Her aim was absolutely perfect, the tip of her weapon piercing the meat of the peepers in two quick down strokes. After that, she just stood over her prey and seemed to enjoy the show as black blood dripped off her dagger. When the arms and legs finally slowed down with their jerking and flopping, she dismounted and ended the show with one final penetration directly into the center of the chest.

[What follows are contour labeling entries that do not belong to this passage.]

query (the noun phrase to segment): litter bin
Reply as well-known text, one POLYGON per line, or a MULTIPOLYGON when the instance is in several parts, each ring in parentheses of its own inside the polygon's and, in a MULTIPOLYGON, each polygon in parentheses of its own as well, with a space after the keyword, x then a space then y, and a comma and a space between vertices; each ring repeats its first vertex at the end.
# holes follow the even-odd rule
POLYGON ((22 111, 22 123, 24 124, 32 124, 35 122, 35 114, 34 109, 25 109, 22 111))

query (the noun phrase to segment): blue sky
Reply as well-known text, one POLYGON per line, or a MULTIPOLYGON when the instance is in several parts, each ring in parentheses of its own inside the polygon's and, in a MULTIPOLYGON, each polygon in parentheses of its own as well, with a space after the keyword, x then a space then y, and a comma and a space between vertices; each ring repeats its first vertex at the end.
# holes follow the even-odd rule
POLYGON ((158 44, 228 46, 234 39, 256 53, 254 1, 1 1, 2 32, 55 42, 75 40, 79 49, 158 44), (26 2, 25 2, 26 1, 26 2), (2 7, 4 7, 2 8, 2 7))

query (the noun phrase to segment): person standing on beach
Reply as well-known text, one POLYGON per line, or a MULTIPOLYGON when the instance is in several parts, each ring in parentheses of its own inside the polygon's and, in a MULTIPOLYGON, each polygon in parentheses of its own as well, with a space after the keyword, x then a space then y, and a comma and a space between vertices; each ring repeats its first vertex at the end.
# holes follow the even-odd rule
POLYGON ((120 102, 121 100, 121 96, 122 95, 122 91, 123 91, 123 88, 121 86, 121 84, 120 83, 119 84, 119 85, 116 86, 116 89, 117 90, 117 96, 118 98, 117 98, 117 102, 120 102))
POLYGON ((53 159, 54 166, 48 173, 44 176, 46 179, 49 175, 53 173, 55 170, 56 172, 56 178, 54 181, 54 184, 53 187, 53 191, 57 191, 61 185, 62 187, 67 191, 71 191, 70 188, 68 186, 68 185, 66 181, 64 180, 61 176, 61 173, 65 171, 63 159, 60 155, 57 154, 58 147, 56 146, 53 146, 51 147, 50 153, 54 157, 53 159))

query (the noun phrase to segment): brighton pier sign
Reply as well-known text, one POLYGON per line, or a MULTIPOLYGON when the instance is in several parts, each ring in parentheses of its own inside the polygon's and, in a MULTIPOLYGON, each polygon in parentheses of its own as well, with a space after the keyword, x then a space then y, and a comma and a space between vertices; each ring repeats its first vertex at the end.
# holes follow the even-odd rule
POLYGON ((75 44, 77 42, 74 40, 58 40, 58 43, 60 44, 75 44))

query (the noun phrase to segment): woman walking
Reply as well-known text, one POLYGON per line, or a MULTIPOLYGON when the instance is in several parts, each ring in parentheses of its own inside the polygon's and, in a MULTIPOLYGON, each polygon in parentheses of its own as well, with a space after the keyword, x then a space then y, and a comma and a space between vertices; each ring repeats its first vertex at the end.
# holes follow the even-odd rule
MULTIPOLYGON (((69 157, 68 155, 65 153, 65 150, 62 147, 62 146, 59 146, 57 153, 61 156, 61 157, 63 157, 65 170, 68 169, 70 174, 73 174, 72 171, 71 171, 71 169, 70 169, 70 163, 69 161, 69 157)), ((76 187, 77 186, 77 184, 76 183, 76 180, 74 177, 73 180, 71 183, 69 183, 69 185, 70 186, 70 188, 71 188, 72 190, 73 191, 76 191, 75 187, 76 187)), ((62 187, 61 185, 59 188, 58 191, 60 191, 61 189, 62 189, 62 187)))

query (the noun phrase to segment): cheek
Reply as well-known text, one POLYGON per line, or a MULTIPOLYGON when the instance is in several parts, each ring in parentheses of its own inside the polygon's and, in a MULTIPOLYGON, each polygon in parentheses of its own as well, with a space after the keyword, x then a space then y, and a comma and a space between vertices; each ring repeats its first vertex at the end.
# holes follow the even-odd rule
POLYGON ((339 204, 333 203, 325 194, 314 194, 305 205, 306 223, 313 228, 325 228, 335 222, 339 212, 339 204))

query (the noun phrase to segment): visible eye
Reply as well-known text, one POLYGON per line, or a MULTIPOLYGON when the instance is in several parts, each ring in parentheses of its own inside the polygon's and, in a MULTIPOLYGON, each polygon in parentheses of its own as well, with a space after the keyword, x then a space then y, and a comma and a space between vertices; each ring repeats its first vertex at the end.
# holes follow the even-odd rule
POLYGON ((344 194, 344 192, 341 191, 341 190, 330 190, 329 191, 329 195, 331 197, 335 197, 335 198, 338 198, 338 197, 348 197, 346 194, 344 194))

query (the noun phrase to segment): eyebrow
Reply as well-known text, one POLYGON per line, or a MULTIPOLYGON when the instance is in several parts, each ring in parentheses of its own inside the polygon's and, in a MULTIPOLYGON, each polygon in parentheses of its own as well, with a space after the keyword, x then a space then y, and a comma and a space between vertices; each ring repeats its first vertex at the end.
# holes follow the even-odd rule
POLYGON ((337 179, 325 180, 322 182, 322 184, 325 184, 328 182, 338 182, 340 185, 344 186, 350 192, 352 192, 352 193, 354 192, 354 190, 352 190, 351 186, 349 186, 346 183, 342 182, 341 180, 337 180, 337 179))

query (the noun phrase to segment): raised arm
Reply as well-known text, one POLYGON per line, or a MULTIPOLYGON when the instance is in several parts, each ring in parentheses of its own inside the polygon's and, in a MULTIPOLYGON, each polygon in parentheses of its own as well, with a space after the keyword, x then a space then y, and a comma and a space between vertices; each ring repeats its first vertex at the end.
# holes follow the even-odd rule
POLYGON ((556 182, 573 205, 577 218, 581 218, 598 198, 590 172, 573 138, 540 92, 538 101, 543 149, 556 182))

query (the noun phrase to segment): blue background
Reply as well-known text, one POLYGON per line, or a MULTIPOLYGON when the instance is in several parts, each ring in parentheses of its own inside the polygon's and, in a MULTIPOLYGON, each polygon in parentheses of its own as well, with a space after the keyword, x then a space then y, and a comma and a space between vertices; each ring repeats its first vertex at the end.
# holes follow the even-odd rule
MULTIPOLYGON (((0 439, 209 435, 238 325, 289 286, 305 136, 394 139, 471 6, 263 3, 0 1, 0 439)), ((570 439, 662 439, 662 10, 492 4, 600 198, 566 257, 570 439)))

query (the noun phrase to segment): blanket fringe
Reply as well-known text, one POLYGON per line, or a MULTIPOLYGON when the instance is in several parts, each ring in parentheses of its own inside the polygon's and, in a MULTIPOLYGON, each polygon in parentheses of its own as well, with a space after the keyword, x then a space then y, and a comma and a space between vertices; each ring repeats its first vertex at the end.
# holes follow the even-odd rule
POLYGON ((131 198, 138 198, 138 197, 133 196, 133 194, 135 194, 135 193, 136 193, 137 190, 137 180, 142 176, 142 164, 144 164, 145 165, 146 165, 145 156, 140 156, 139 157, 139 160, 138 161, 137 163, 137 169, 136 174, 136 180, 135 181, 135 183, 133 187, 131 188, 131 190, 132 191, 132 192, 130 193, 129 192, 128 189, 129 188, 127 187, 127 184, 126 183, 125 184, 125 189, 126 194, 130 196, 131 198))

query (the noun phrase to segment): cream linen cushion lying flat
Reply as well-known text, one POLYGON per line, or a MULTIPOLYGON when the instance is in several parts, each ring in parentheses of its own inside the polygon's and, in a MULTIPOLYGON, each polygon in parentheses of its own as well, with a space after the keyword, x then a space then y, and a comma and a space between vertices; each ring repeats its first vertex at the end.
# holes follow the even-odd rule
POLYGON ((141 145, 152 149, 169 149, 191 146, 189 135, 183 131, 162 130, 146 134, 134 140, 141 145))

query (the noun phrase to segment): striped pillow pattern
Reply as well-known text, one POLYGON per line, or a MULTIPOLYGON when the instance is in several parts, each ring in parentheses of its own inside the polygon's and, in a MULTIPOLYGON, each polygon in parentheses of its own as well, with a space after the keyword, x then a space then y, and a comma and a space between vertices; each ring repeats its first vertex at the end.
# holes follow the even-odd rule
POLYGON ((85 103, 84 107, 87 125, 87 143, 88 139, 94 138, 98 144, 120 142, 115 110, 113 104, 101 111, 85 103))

As the bright light flashed and the pop! sounded out, she jumped back so she didn’t get singed by the disintegration—and the way her calm face and lithe body were silhouetted against the illumination was something he was never going to forget.
Well, he wasn’t going to forget any of it—and how fucking weird was it that, for a split second, he wondered if they weren’t soul mates: They’d both opened attacks by slitting the throats of their enemies. If that wasn’t compatibility, what was? Fuck toothpaste caps and sleep schedules.
As the flash of the lesser getting sent back to its maker faded, and there was only the smell of burnt marshmallows and dead animal, she turned to him calmly.
“Do you mind lowering your weapon? Unless you perceive me as a threat, of course. Which would be pretty ridiculous.”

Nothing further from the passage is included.